I'm a caregiver to my spouse, but that doesn't define me. I'm a certified personal trainer, but I don't spend every waking moment in the gym. I eat as clean as possible, but I confess that sometimes I indulge in ice cream or chocolate. I try to get enough sleep, but sometimes I stay up past my bedtime. I have learned how to find balance where there used to be extremes. I have learned how to better cope with the challenges that we as caregivers navigate daily. I have learned how to take care of myself. I have learned moderation and a healthy balance!
As caregivers, we take on so many different roles that it's easy to lose sight of taking care of ourselves. What constitutes balance for one person may look completely different to another. It depends on how much care you provide to your loved one. It depends on whether or not you have children. It depends on whether you work outside the home or maybe do volunteer work. There are many factors that contribute to what your typical day looks like and how much time you can devote to yourself. Many times you may be so exhausted that you gravitate towards things that actually drain you more. Maybe you don't think that you deserve a break and so you keep on going. Regardless, at some point in your day, you need to take five or ten minutes to stop and focus on self care. Let me make one thing very clear before I continue....taking care of yourself DOES NOT make you selfish. It allows you to keep going for the long haul.
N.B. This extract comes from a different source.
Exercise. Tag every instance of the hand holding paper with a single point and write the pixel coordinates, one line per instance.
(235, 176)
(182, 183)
I know how hard it is to make time for self care, but it is crucial to do just that. I used to be an "all or nothing" type of person. I didn't see the point of doing something in moderation, but that type of thinking isn't always productive and often trying to be everything to everybody can lead to overload. We can do anything full blast for a short time, but eventually we may crash if we don't tune in to our needs. I know this from personal experience. I had a full-blown breakdown one year after my husband was paralyzed and I ended up hospitalized. Obviously, being in the hospital didn't allow me to be a caregiver and my husband had to fend for himself. For that entire first year, I tried to keep everything like it was before his injury, as if nothing had changed. I was in complete denial that something needed to give and for me that was letting go of control and perfection. I also didn't take time to decompress, because I felt guilty if I did. However, after two years of counseling, I learned that it's okay to not do everything perfectly all the time. I still struggle with that concept from time to time, but I understand now that moderation doesn't equal failure.
I want you to stop and think about something that you enjoyed as a youngster. Maybe it was drawing in a coloring book, riding a bike, roller skating, gardening, reading, or whatever it was that allowed you to be completely immersed in the activity and lose track of time.When was the last time you went for a short walk to clear your mind? When was the last time you lit a candle and took a bath? When was the last time you allowed yourself to stop what you were doing and call that friend that you lost touch with? How about taking thirty seconds to hug your husband and/or children instead of rushing by them in a hurry. When was the last time that you just closed your eyes and simply focused on being in the moment? Think of how relaxed those things would make you feel. I can hear your response and you're saying, "I don't have time!" My reply is, "You have to make time" and that requires self discipline.
How do you make time for yourself each day when you feel like everyone is relying on you to do everything? First, stop and take a look at where you spend your time. Is there something that you can delegate? I understand that delegating means that it won't get done to your standards, but that really isn't such a terrible thing if it allows you to take ten minutes for yourself. Second, think about how much time you spend on social media, or playing Candy Crush or whatever online game you play. Third, look at how much time you spend mindlessly sitting in front of the television watching less than stimulating programming and too many commercials. The average American spends four to five hours each day watching television. Do any of those things make you feel rejuvenated? Once you 're able to look at how you spend your time then you may find that you really do have time to pamper yourself. You just have to prioritize what's really important in the big picture and that includes making yourself one of those priorities.
Here's a couple ideas to help you get started on self care:
*Grab one of your kids coloring books and color one page. Or maybe buy one just for you!
*Go for a walk around the block, without your phone, so you can clear your mind.
*Get a sheet of paper and spend five minutes writing whatever comes to mind.
*Read one chapter of your favorite book.
*Take a power nap.
*Enjoy a cup of decaf coffee or tea.
*Crank up your favorite song and dance like no one is watching.
*Call a friend.
*Learn a new yoga pose and practice it. Don't worry about looking awkward.
*Stretch your body.
*Cuddle with a pet.
*Do a crossword puzzle.
*Look out the window and take in the scenery.
*Grab a ball and roll it around under your feet. Feel the tension release.
Whatever it is that makes you feel rejuvenated, I challenge you to seek it out and actually do it. Do what truly makes you feel good and don't worry about what anyone else thinks. It may be hard at first to make yourself a priority, but I believe that once you get in the habit then you'll wish you had done it sooner. So, what are you waiting for?